I know that every third video I watch, I'm going to have to endure this man who has become such a symbol of rage and arrogance. All day, every day. I can't be the only one who's had to put up with this smart ass 5 times an hour. I'm sure some of you know ways around these commercials. When did salesmanship become, "Let's piss them off with repetition. Maybe they'll go out and get our product if we play the same douchebag saying the same shit over and over." It doesn't work like that. He now bums me the hell out and generally pisses me off.
To make it even worse, I have a friend who thinks it's hilarious to call me at least once a day and ask me, "Could switching to Geico really save you 15% or more on your car insurance?" Granted, his impression is spot on, but that only makes it worse. Now I have to hear this Geico smug, dramatic pause bullshit outside of the internet. I don't watch tv, so I miss the 400+ Geico commercials that it shows. God, I hate him so much as it is. He's like the mentally unbalanced townsman that tries to follow you to your car and get in.
This may not belong here, but I had to get it off my chest and there has to be at least one person out there that wants to see a large stage lamp fall on his head right when he does his pause. I don't even have a car right now, let alone a need for insure a damn car. That's the bummer part. He's essentially telling me, "Not only am I going to annoy the shit out of you to punish you for watching YouTube videos, but I'm going to remind you that you don't even have what's required to buy our product. Now I'll ask, does the buck stop here?" Cue an actual male deer (buck) walking towards him and yes, sure enough if the fucker didn't stop where he said he would. Hilarity ensues.
I know it's not really the guy's fault. He's just a man making a living. Probably a good one at that. I'm sure that he is a decent man. That still doesn't stop me from appreciating how much I would like to to go the hell away. Give him different intros, for fuck's sake. Something like, "Hey. It's me. The smartass from Geico again. I'm going to say something and it's literally going to happen." If he approached it that way, maybe I wouldn't wish death on him that much. As it is, his voice is a dentist's drill probing the middle of my skull and his smug face haunts my dreams. That's right. Now the fucking Geico man is after every second or third video, calling me up on my phone under the guise of my idiotic friend who thinks it's fun to torture me for making the mistake of telling him how much I hate that commercial AND it's in my dreams. Again, the voice my friend does is spot on, but goddamn do I hate hearing it on my phone every day.

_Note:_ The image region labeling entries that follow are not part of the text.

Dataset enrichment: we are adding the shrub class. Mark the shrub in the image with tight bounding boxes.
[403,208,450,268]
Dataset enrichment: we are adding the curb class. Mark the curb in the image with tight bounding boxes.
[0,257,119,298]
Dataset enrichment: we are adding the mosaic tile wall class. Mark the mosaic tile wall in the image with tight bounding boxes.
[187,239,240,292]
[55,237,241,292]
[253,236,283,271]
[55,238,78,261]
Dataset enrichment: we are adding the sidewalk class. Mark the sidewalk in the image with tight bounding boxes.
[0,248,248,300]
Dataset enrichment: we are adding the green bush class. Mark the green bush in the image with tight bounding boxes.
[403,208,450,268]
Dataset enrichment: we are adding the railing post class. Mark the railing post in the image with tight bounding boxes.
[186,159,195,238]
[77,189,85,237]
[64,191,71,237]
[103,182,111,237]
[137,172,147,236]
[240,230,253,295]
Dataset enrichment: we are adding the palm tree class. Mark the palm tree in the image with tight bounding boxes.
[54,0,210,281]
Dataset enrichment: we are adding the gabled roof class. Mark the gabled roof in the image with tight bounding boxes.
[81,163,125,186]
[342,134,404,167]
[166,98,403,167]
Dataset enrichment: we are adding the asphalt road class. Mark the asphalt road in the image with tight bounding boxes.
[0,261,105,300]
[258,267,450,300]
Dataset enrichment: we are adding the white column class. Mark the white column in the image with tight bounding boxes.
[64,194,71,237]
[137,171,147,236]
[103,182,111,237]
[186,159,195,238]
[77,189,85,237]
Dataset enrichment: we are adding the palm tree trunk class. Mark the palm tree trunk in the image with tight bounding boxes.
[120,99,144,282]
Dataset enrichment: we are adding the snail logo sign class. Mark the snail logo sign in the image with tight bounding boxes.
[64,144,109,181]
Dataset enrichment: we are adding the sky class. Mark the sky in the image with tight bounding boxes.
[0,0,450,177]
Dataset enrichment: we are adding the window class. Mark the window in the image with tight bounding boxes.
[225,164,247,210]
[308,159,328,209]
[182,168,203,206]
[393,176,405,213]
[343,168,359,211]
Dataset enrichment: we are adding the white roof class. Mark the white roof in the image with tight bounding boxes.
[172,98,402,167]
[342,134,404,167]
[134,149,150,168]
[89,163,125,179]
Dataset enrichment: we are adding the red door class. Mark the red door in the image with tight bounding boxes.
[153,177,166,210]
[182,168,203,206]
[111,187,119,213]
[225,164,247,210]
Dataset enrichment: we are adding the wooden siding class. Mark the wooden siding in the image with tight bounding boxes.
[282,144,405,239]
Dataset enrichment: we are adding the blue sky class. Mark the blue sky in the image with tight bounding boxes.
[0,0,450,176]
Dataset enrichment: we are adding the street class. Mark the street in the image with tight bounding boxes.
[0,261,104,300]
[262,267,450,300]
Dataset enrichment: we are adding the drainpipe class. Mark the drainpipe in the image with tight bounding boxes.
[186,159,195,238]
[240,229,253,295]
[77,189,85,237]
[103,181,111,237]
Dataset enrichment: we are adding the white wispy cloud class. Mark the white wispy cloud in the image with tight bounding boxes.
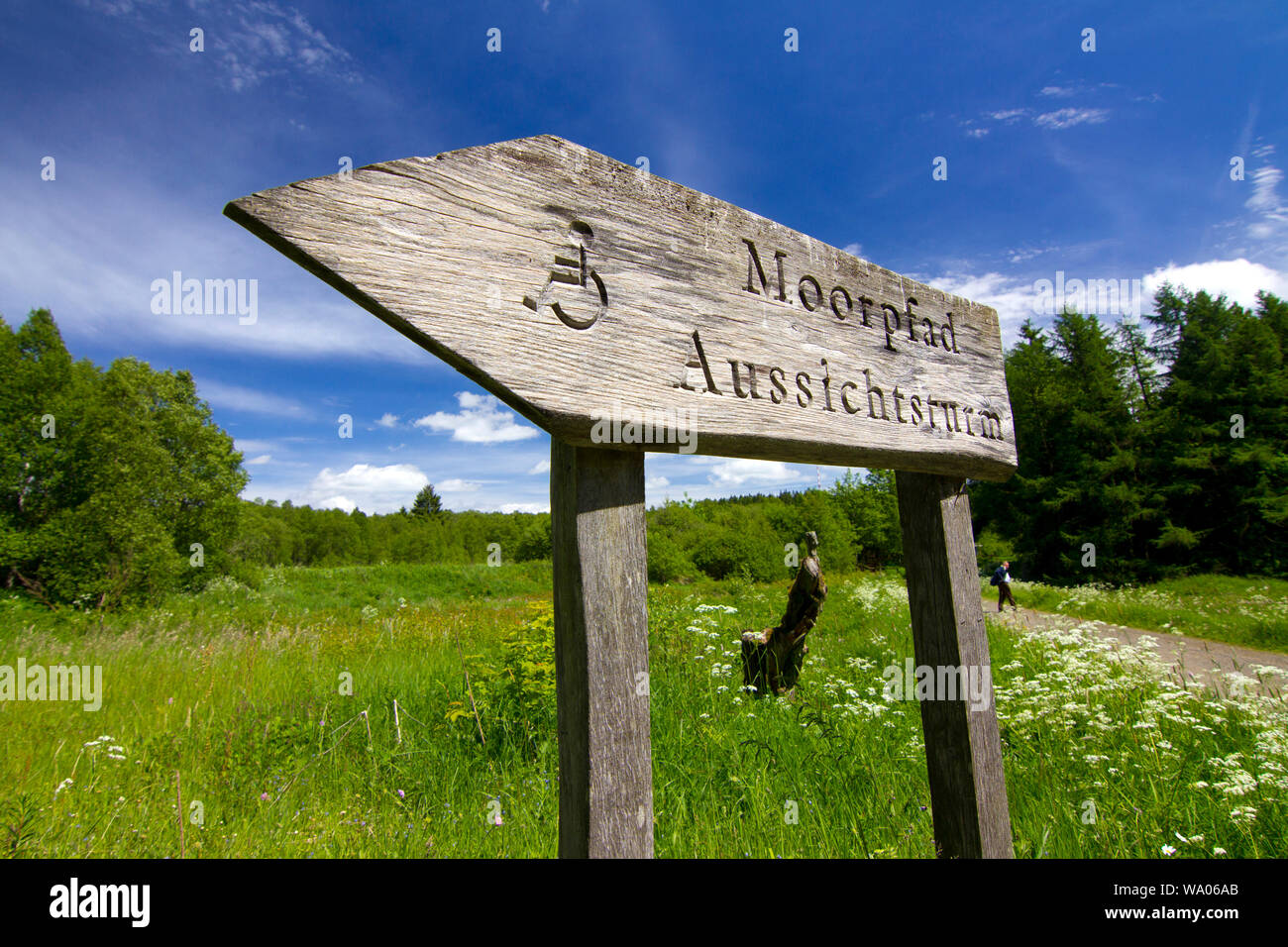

Maybe I'm completely wrong. Maybe the mass majority laughs their asses off every time this guy struts into the frame of the camera and delivers comedy gold nugget after comedy gold nugget. Either way, I say fuck this guy in his stupid ass for manifesting his way into at least two different ways away from the internet. The only way they could make it any more intrusive for me would be to send that son of a bitch directly to my door, ready to the tooth to ask me his age-old question. May whatever god, demon or cult beliefs he worship have mercy on his soul if he should ever make that mistake. I never thought anything would make me miss the cavemen from the earlier spots. Fuck me.